# A little help with converting SGD to AUD - please!



## Wazandy (23 April 2009)

Cheers guys..

My wife is in Singapore selling a small flat, she'll be returning to Aus with a (Sing dollar) cheque for about 220,000 Sing dollars.

Unfortunately, that 220,000 has converted to as high as 227,000 Aus to as low as 202,000 aus in a space of just a few weeks.

(220,000.00 SGD = 206,837.05 AUD right now..)

This is a huge amount of money, and it's our house deposit - so what would you do? (Hypothetically of course!)

Wait a bit because the Aussie dollar might fall, or just cash the thing because it seems to be on the up.

I'd just hate to make the wrong decision..

Any hypothetical suggestions would be most welcome..

Thanks again.


----------



## tayser (23 April 2009)

SGD is quasi-pegged to USD so if AUD/USD falls (USD strengthens, AUD weakens), you'll get more AUD if you convert at that point.
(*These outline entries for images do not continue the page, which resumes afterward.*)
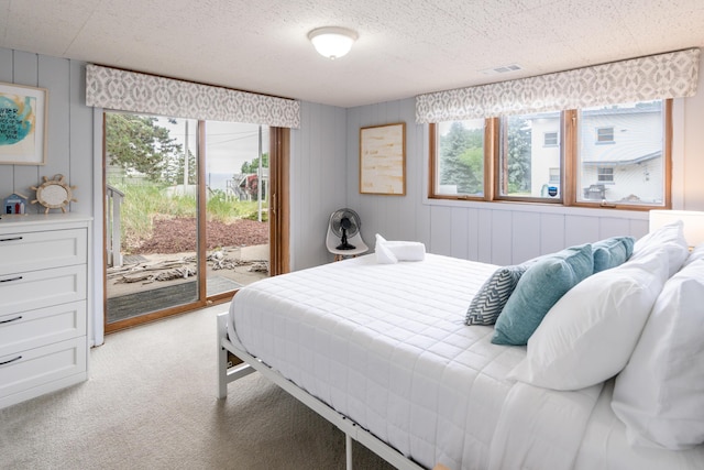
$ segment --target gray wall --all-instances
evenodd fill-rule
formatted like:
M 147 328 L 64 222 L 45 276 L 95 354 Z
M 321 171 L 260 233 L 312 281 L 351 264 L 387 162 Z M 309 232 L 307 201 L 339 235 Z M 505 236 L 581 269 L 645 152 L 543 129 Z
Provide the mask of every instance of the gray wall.
M 700 74 L 704 79 L 704 73 Z M 0 48 L 0 81 L 38 86 L 50 91 L 48 155 L 45 166 L 0 165 L 0 194 L 30 189 L 43 176 L 63 174 L 75 190 L 74 212 L 94 217 L 91 270 L 94 338 L 102 338 L 102 111 L 85 106 L 85 64 Z M 700 83 L 700 88 L 704 85 Z M 675 208 L 704 210 L 704 92 L 675 103 Z M 407 194 L 359 193 L 359 131 L 362 127 L 406 122 Z M 565 209 L 537 205 L 438 203 L 426 198 L 428 136 L 415 123 L 413 98 L 342 109 L 301 103 L 301 127 L 292 131 L 292 267 L 331 261 L 324 250 L 330 214 L 351 207 L 362 217 L 362 233 L 373 247 L 374 233 L 387 239 L 419 240 L 428 251 L 496 264 L 508 264 L 612 234 L 640 237 L 647 214 Z M 30 206 L 40 211 L 40 207 Z
M 704 67 L 704 64 L 702 65 Z M 674 100 L 673 208 L 704 210 L 704 72 L 700 92 Z M 348 109 L 346 204 L 362 218 L 362 236 L 416 240 L 429 252 L 510 264 L 578 243 L 648 231 L 648 212 L 564 208 L 510 203 L 440 201 L 427 198 L 428 130 L 416 124 L 408 98 Z M 361 195 L 360 128 L 406 122 L 406 196 Z

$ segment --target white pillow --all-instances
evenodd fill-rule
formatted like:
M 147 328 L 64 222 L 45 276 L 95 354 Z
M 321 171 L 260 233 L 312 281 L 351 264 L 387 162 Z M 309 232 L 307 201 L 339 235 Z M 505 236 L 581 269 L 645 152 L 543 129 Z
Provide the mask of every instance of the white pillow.
M 509 378 L 554 390 L 584 389 L 626 365 L 667 278 L 662 251 L 596 273 L 568 291 L 528 340 Z
M 672 277 L 684 263 L 690 249 L 684 239 L 682 220 L 662 226 L 636 240 L 634 252 L 628 261 L 648 256 L 662 248 L 667 251 L 670 265 L 668 277 Z
M 394 264 L 398 263 L 398 259 L 392 251 L 385 245 L 386 239 L 376 233 L 376 245 L 374 252 L 376 253 L 376 262 L 380 264 Z
M 694 250 L 692 250 L 690 252 L 690 255 L 686 256 L 686 260 L 684 260 L 684 264 L 682 264 L 682 267 L 686 266 L 690 263 L 693 263 L 696 260 L 704 260 L 704 243 L 700 243 L 694 247 Z
M 616 378 L 612 408 L 631 444 L 685 449 L 704 442 L 704 260 L 666 283 Z

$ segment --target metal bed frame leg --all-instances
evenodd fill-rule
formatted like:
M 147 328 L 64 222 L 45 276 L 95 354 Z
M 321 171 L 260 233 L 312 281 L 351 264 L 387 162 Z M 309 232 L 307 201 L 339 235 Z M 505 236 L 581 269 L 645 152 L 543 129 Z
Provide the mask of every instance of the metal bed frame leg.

I'm not a fundamental trader - and most people who visit this forum are attracted to technical trading of FX so you're not likely to get many hypotheticals.  
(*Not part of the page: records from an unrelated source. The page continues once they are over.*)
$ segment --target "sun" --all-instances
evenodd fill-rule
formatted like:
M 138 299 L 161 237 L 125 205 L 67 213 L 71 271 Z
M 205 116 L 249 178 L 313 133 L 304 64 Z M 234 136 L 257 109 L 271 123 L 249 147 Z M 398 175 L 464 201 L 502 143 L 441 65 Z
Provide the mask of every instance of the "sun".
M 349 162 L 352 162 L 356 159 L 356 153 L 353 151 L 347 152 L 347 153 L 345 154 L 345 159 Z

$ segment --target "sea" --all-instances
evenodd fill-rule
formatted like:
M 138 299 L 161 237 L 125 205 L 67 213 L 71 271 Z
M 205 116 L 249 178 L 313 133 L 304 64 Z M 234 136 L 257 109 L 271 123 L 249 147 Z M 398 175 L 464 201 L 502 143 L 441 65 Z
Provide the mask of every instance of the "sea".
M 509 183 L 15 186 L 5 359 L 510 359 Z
FX is always an inherant risk when buying/selling property/other assets in another jurisdiction which really can't be avoided and no-one can offer a concrete crystal ball outlook on where currency pairs are headed.


----------



## >Apocalypto< (23 April 2009)

Wazandy said:


> Cheers guys..
> 
> My wife is in Singapore selling a small flat, she'll be returning to Aus with a (Sing dollar) cheque for about 220,000 Sing dollars.
> 
> ...




You can take the option of waiting on the AUD to fall... that's if it does! 

Another thing to think about is hedging your exposure. if you want to lock in the current rate you have now.

Fundermentals are tricky as you have to know the expected and the released. 

In TA terms the overall trend from 08 is down. the PA shows similar situation to the AUD/USD a range/base formed showing support that lead to a rally (current) out of the base. the current rally is selling but on a now point of veiw the short to medium term is bullish. (that's from the charts now) till the pattern shows a change in thren it's a real 50/50 on the aud now going up further or back into the range. if the AUD finds support on the base high which is close to the 38.2 fib point and moves off it high prices could be expected. if the range high fails as support then the aud going back into the range is a good guess.

sorry mate right now a real 50/50

I have posted the Daily and Weekly charts.... 50/50 or so 50/50

Cheers


----------



## Wazandy (24 April 2009)

That's much appreciated mate.

Thanks for the time and effort.


----------